Rock 2 looks like a piece of Jasper, which is a silicate rock.
Rock 3 looks like it could possibly be Kaolin, the details in the photo are a little rough.

As for the possible "Space Rock", your guess may be right. Will a magnet stick to it?

Aside from that Guess, the oxidized blue patches are indicative of either Ferro-Magnessian content, or Copper content.

I hope that this has been helpful.

Sincerely; Rick."The Rock Man".


----------



## glondor (Oct 2, 2010)

Thank you Rick. is there any value in the jasper or kaolin?


----------



## Richard36 (Oct 2, 2010)

Hello glondor,

Yes, there is a market for both.
Jasper is a lapidary material sought by Rockhounds to polish and carve into various ornamental objects. It has a value of only $0.25 a lb in Oregon, ... only because it is so common, but on the World Market, it is worth $3.00 a lb.

The Kaolin has several industrial applications.
Paper, rubber, water purification, drill mud, and other uses.
I'm not sure of it's market value, but value it does have.

From what I was told by my Mineral Market contact, 
the market is somewhat flooded at the moment, so it's value may not be as much as we would like. (I've located a pretty good deposit of Kaolin as well.)
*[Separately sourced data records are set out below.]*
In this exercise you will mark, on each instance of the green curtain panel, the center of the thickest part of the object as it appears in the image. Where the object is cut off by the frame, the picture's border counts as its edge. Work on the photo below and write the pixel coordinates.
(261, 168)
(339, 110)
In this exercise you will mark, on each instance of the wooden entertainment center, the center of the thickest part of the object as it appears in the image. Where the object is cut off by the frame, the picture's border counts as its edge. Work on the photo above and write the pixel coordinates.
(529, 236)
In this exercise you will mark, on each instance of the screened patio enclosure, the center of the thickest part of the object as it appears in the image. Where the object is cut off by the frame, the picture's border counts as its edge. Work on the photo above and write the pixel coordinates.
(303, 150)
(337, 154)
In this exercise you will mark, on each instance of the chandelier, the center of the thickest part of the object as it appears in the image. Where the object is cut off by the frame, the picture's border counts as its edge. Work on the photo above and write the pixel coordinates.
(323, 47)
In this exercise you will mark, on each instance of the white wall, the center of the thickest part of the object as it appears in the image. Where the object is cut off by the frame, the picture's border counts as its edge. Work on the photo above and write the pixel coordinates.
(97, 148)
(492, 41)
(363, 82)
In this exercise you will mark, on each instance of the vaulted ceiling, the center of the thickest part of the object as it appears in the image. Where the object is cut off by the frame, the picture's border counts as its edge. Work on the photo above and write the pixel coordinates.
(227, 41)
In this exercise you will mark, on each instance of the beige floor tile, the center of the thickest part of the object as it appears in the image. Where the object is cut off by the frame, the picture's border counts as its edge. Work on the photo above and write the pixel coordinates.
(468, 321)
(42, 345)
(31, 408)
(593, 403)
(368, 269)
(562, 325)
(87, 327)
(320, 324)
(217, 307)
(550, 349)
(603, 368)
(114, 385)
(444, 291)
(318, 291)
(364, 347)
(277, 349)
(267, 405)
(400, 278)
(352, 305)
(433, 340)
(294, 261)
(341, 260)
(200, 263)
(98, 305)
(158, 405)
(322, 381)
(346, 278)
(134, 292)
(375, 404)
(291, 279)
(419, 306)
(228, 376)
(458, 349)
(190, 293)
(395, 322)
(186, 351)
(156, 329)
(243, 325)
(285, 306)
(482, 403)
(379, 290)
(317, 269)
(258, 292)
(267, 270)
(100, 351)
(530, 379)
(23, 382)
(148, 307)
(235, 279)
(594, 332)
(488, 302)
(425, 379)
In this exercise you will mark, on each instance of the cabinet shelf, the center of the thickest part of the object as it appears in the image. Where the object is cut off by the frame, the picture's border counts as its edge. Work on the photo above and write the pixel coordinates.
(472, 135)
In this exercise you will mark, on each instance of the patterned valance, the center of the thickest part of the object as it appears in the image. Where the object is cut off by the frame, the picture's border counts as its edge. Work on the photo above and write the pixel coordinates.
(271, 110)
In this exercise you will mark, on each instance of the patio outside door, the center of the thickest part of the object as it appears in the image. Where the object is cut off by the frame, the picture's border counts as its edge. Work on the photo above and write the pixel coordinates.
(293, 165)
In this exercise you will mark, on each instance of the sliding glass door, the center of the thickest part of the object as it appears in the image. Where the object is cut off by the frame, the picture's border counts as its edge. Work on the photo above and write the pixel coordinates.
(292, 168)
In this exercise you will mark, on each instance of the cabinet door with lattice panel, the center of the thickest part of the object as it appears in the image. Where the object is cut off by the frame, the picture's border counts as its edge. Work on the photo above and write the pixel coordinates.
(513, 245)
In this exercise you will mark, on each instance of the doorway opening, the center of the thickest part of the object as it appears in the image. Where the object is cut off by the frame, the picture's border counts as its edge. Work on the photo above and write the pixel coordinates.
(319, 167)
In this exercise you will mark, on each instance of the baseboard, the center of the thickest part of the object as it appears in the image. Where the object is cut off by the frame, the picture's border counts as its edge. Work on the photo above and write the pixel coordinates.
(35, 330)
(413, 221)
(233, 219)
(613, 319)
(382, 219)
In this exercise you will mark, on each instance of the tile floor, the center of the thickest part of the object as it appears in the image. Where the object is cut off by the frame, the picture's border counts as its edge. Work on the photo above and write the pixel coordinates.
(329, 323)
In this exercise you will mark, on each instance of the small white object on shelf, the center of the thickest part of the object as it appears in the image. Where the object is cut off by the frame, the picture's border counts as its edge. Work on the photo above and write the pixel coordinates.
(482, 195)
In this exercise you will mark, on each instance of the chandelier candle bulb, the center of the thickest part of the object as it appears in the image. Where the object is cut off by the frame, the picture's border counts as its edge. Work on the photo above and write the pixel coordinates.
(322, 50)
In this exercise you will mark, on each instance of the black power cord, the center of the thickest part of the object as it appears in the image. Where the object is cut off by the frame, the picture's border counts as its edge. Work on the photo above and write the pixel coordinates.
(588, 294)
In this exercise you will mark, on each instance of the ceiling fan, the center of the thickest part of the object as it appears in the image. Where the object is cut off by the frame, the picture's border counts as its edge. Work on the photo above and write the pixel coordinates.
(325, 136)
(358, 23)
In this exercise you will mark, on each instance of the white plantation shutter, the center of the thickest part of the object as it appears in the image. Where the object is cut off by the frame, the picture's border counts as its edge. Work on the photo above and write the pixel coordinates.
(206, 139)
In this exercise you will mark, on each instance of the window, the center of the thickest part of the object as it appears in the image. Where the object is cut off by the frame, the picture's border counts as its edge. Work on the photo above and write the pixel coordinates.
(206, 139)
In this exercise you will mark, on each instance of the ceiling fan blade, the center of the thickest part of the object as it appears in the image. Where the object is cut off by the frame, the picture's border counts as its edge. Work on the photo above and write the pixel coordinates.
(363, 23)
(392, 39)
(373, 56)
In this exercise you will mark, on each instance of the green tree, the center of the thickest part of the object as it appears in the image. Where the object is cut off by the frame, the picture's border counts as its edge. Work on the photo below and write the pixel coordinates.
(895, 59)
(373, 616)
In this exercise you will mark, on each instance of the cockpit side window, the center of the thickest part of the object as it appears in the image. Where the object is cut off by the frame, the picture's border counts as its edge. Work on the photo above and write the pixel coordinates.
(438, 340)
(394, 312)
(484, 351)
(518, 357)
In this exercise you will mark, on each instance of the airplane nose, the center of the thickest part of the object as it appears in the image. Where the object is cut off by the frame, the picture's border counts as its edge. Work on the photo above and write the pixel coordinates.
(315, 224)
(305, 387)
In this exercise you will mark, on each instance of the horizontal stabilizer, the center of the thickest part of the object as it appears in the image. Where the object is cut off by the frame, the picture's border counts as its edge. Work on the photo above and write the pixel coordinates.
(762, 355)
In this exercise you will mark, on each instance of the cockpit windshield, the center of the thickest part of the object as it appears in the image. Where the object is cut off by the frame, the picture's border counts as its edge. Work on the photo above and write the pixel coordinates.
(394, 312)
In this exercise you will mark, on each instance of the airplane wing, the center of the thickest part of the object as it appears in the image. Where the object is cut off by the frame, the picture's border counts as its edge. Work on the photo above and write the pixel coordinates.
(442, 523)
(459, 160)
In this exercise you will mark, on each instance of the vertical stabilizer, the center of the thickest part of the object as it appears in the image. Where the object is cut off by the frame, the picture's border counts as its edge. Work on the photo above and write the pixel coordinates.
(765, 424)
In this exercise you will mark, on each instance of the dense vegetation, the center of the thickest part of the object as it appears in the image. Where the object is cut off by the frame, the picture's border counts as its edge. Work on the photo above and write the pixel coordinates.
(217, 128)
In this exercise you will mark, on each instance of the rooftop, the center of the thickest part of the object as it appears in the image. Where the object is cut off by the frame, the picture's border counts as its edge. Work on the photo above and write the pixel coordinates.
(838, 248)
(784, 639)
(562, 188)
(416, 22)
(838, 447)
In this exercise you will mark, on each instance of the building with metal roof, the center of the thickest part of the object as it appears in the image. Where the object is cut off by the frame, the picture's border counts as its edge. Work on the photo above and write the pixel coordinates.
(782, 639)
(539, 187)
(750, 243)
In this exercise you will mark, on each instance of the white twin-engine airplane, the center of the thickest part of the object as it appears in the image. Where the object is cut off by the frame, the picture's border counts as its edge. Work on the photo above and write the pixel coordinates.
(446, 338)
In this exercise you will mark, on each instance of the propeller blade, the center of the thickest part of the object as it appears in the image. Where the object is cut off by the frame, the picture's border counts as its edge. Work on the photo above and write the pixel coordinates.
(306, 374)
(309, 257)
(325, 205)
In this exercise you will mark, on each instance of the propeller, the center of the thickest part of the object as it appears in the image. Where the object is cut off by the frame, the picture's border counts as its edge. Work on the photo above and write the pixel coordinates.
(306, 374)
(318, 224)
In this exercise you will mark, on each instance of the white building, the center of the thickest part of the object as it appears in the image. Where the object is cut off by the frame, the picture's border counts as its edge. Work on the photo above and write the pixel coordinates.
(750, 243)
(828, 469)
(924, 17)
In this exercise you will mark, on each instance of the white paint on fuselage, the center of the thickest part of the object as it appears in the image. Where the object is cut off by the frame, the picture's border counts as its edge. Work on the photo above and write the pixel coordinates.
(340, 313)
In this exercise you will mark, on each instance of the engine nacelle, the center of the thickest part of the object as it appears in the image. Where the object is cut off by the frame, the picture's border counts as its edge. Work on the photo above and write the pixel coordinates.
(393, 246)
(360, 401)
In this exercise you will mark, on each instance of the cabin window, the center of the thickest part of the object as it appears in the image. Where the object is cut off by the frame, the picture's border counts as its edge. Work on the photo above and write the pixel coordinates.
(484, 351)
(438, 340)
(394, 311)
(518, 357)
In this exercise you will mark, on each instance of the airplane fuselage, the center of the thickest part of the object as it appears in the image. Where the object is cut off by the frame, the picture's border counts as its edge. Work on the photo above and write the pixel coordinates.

I hope that this has been helpful.

Sincerely; Rick."The Rock Man".


----------



## glondor (Oct 4, 2010)

Thank you Rick. I was curious about the values however I have not found a deposit of any kind. I work in southern Ontario and all the ground here is glacial till for the most part, I always keep an eye for unusual or good looking rocks just for fun, I always hope to dig up a big nugget one day! lol not likely tho. thanks for your time and if I find any more good lookers I hope I can post them here for your input.


----------



## Richard36 (Oct 5, 2010)

You're welcome Glondor.
Good luck with you're search.
If you find anything further, make a post. I will reply.

Sincerely; Rick."The Rock Man".


----------



## g_axelsson (Oct 20, 2010)

glondor said:


> I wonder if any one can help me identify these rocks that i found 20 feet down in an excavation.
> 
> Space rock looks like a meteorite to me. Shiny , slightly magnetic purplish look to it.
> 
> ...



"Space rock" is a piece of slag. There is a very distinct layer of vesicles that probably was the surface of the slag. Vesicles in meteorites are extremely rare and never occurs in a single layer.

/Göran


----------



## glondor (Oct 20, 2010)

Thanks Goran. I came to that conclusion myself just yesterday as my son brought home a very similar piece that he found by the railroad tracks. I believe the rail companies used slag from the steel mills for track ballast. looks cool tho!


----------